Hal itulah yang sebelumnya ditunjukkan oleh baseline survey tingkat literasi dan pemahaman masyarakat terhadap produk keuangan dan perbankan tahun 2006.
Apa yang dialami oleh korban, Indah Harini, jauh dari upaya oknum pegawai bank tersebut dalam memasyarakatkan bank tempat Indah membuka rekening. Sebenarnya, edukasi nasabah telah menjadi program prioritas sejak empat tahun silam. Setidaknya, seperti tercantum dalam program Peningkatan Perlindungan dan Pemberdayaan Nasabah, pilar ke-6 dari API (Arsitektur Perbankan Indonesia) yang diluncurkan pada tahun 2004.
Adapun cetak birunya sendiri baru disusun di tahun 2007. Di dalamnya tertuang integrasi dan koordinasi program - program edukasi masyarakat di bidang perbankan, secara keseluruhan.
Visinya adalah ingin mewujudkan masyarakat yang memiliki pengetahuan dan informasi yang memadai; percaya diri; memahami fungsi dan peran, serta manfaat dan risiko produk jasa bank; sehingga dapat mengelola keuangan secara bijaksana, untuk peningkatan kualitas hidup.
Sedang tujuan utamanya ada lima, yaitu :
(1). Agar masyarakat semakin meminati bank (bank-minded & awareness);
(2). Paham mengenai produk dan jasa bank, serta sadar akan hak dan kewajiban nasabah;
(3).

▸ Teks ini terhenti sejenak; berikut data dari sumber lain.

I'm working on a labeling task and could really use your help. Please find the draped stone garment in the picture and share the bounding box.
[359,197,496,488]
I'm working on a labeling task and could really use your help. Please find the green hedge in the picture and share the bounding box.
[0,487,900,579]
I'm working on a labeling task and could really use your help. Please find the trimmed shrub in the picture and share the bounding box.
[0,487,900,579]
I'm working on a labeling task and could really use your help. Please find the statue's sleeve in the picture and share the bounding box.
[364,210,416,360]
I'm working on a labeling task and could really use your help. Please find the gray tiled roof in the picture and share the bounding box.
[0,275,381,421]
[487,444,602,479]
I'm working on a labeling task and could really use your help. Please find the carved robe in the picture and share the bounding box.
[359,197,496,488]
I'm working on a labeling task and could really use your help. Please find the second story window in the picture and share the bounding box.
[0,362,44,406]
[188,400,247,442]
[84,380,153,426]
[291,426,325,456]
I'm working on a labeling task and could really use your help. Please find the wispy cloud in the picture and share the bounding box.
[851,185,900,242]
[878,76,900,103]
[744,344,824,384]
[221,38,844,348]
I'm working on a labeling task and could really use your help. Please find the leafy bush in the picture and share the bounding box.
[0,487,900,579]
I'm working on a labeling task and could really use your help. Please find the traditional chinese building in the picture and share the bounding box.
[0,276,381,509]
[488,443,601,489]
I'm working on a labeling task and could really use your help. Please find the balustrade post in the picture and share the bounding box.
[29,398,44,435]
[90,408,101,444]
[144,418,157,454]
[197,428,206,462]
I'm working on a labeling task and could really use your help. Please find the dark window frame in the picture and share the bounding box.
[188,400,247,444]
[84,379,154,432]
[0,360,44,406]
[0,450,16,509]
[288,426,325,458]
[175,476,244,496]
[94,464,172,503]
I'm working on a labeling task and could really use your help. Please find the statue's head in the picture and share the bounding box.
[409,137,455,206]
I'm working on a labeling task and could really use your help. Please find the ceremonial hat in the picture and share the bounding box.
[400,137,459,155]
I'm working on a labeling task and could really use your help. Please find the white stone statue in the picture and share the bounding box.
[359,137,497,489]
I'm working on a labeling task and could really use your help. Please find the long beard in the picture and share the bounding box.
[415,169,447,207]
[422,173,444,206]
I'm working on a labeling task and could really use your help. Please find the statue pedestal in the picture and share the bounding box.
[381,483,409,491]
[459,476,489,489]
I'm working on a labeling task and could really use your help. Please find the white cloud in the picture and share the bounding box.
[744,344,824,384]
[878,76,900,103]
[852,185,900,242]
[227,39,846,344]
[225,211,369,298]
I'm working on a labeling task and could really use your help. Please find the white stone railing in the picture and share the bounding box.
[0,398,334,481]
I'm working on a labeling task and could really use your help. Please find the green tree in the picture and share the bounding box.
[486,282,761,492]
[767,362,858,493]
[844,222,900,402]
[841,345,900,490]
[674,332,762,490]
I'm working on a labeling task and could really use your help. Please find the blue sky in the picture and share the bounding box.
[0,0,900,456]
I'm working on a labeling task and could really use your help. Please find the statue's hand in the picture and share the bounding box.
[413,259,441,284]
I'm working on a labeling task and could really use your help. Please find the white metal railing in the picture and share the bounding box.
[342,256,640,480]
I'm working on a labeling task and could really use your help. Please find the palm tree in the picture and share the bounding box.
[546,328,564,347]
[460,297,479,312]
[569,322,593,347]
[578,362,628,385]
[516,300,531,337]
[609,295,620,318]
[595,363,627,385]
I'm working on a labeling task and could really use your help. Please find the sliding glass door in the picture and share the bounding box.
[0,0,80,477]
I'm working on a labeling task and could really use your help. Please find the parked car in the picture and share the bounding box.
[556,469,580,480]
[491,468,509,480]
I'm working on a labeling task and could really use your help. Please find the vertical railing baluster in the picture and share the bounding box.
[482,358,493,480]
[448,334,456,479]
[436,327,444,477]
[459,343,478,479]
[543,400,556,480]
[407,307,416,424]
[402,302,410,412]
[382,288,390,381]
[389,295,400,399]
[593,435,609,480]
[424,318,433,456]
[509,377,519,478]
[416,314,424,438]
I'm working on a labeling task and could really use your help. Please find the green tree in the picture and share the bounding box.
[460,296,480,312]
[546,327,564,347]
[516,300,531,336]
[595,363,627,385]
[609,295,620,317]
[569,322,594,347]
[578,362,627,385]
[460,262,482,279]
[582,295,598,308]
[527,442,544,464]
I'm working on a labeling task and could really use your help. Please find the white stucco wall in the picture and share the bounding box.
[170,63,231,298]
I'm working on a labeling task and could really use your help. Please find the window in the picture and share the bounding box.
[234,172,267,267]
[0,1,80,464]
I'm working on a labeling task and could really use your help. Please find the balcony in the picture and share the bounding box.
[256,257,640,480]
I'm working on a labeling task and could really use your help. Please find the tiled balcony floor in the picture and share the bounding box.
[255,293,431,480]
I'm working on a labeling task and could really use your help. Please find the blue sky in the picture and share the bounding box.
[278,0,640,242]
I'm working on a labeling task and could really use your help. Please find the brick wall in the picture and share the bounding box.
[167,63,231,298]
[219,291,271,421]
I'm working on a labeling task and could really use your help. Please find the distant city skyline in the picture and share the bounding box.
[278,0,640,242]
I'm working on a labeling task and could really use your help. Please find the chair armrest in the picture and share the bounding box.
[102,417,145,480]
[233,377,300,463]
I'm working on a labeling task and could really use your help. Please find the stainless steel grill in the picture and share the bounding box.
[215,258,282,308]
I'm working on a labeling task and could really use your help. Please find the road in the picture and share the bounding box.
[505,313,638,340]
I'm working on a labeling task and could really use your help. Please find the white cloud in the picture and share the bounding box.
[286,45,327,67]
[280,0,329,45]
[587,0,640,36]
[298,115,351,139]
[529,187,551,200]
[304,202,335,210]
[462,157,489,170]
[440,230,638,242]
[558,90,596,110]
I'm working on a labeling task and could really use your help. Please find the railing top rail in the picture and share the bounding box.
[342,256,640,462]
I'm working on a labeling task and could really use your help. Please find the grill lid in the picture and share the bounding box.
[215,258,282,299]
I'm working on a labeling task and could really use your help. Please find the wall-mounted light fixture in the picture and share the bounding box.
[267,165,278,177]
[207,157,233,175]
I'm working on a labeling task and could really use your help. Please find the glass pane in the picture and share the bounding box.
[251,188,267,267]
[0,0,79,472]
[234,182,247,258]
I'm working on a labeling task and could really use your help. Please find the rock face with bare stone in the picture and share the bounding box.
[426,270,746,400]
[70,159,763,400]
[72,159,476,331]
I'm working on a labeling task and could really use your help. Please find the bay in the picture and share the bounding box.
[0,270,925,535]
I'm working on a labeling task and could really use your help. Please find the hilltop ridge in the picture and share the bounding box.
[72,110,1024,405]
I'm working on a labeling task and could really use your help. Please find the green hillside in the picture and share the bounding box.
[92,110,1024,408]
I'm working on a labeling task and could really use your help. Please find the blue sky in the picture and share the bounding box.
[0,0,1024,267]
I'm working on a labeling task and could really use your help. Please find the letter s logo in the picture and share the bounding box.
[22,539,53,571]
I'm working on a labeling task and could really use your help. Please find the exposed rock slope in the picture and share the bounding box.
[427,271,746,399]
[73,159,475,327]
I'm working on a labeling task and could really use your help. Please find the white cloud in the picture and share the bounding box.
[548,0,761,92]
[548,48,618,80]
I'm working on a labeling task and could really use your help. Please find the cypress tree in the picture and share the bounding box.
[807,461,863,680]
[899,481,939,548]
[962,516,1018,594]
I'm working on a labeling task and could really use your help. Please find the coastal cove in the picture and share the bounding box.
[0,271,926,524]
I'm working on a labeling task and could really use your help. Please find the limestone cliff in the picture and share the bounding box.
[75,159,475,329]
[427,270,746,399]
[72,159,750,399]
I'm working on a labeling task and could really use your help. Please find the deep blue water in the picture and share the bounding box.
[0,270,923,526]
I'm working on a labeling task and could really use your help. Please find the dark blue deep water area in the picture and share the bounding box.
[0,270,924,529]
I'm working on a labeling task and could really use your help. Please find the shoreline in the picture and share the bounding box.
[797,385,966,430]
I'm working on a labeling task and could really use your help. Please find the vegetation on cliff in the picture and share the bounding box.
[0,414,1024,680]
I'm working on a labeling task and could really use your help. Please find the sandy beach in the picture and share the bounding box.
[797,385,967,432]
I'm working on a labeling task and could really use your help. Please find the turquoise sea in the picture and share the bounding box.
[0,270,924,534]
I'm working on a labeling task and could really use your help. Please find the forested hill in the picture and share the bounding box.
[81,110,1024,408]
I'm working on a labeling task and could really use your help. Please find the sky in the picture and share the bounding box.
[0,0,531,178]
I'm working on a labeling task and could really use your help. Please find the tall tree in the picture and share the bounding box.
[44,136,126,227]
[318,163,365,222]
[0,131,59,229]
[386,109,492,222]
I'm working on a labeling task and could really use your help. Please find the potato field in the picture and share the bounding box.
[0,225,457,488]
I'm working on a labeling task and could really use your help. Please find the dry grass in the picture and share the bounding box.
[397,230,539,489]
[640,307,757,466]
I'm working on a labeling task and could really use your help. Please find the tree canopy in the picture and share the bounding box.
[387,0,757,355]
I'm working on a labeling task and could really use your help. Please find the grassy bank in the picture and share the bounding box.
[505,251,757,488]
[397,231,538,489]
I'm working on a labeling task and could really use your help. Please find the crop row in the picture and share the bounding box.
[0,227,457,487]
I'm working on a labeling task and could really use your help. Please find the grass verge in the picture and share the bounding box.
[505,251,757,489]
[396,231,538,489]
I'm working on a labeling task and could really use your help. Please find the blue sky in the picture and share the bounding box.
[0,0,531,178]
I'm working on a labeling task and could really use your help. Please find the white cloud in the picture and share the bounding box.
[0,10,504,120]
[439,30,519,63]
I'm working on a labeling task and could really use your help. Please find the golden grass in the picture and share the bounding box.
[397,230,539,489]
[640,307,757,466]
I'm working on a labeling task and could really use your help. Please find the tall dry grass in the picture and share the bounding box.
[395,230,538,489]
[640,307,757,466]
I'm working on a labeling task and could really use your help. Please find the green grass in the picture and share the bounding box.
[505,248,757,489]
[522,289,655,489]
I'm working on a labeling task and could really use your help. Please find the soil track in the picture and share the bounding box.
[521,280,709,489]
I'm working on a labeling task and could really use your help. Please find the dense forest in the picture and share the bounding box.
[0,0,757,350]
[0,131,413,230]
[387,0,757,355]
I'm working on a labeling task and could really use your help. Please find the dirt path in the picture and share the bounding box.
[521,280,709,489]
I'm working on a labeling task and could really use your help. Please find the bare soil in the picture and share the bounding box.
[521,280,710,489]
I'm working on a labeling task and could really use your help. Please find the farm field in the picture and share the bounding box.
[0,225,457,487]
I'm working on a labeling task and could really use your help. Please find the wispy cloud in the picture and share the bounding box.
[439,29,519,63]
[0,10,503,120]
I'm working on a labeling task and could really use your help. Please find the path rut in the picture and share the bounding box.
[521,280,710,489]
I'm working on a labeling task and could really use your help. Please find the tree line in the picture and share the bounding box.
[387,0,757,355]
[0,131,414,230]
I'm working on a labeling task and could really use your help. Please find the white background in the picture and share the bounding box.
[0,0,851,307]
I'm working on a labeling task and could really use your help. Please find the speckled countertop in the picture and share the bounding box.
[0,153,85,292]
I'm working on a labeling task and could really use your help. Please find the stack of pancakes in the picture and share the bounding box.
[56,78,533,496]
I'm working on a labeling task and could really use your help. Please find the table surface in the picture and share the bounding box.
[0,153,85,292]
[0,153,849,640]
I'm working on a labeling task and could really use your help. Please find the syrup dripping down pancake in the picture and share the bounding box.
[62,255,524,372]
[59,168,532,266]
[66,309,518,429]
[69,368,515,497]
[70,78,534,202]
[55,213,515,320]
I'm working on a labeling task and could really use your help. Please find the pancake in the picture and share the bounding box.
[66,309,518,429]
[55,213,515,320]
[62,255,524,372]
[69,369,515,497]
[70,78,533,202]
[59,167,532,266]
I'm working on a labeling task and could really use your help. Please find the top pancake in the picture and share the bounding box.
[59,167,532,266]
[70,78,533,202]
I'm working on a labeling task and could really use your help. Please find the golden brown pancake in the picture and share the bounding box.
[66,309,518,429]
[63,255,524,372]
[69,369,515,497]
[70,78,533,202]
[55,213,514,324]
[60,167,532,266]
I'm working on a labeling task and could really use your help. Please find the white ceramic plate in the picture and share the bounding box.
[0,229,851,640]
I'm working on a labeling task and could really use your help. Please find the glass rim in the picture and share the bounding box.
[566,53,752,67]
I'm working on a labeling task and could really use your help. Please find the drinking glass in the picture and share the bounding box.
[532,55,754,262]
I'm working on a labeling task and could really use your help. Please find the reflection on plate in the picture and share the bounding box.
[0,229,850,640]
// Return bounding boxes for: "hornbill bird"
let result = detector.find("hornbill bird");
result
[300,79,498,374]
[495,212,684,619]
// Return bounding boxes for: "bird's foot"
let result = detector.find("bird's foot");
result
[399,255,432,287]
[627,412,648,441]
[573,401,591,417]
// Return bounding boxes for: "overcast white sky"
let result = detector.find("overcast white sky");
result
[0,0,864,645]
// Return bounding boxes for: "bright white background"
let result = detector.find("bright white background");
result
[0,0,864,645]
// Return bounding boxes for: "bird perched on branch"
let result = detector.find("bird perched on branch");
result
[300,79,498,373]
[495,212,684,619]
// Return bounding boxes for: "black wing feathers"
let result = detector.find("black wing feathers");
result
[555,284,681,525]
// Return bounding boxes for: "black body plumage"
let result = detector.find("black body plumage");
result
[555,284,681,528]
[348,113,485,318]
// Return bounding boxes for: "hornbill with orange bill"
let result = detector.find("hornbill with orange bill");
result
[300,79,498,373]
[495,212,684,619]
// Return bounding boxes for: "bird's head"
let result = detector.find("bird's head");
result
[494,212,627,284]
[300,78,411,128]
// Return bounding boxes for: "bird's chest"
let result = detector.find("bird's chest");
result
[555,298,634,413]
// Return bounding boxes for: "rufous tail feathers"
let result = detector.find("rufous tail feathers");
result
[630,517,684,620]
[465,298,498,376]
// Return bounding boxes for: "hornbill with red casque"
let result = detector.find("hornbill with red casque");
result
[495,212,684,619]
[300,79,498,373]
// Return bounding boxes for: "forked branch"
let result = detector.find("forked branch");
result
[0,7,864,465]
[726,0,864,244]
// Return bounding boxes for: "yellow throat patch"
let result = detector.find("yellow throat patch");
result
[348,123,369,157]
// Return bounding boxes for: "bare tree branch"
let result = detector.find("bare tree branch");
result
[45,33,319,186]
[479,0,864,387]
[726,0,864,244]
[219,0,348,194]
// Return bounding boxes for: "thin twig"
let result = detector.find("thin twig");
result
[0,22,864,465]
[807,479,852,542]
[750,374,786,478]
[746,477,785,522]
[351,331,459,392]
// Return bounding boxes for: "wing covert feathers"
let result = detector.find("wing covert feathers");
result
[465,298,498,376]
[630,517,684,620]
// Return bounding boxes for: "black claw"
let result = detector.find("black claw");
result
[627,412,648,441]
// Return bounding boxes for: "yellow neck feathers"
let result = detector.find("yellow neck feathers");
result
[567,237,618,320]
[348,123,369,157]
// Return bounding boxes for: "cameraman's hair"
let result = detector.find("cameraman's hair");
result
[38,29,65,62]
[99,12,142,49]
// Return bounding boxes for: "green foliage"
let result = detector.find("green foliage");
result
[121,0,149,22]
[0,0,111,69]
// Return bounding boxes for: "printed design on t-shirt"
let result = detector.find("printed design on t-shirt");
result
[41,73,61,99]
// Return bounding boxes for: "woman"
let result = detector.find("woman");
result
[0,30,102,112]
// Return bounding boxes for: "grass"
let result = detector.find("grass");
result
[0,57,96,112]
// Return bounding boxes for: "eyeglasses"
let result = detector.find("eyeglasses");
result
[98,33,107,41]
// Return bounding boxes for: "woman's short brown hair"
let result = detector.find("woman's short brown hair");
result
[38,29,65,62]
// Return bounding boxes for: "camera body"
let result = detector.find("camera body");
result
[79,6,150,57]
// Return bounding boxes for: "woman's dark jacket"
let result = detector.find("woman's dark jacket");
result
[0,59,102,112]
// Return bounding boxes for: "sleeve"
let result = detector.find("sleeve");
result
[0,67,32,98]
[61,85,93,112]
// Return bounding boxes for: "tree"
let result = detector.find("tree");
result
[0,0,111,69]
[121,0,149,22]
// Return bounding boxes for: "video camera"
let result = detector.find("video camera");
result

Sadar mengenai aspek kehati-hatian dalam melakukan transaksi keuangan dan kewajiban nasabah;
(4). Sadar mengenai aspek kehati-hatian dalam melakukan transaksi keuangan (risk awareness); dan,
(5) mengenali ketersediaan sarana pengaduan dan mekanisme penyelesaian sengketa dengan bank.
Dari kasus yang di alami Indah Harini, kita dapa sedikit menyimpulkan bahwa pengirim uang tidak tercantum/ghaib. Nasabah menanyakan ke pihak bank setiap kali uang masuk, jawaban bank "tidak ada masalah, itu yang ibu (Indah) silakan gunakan!"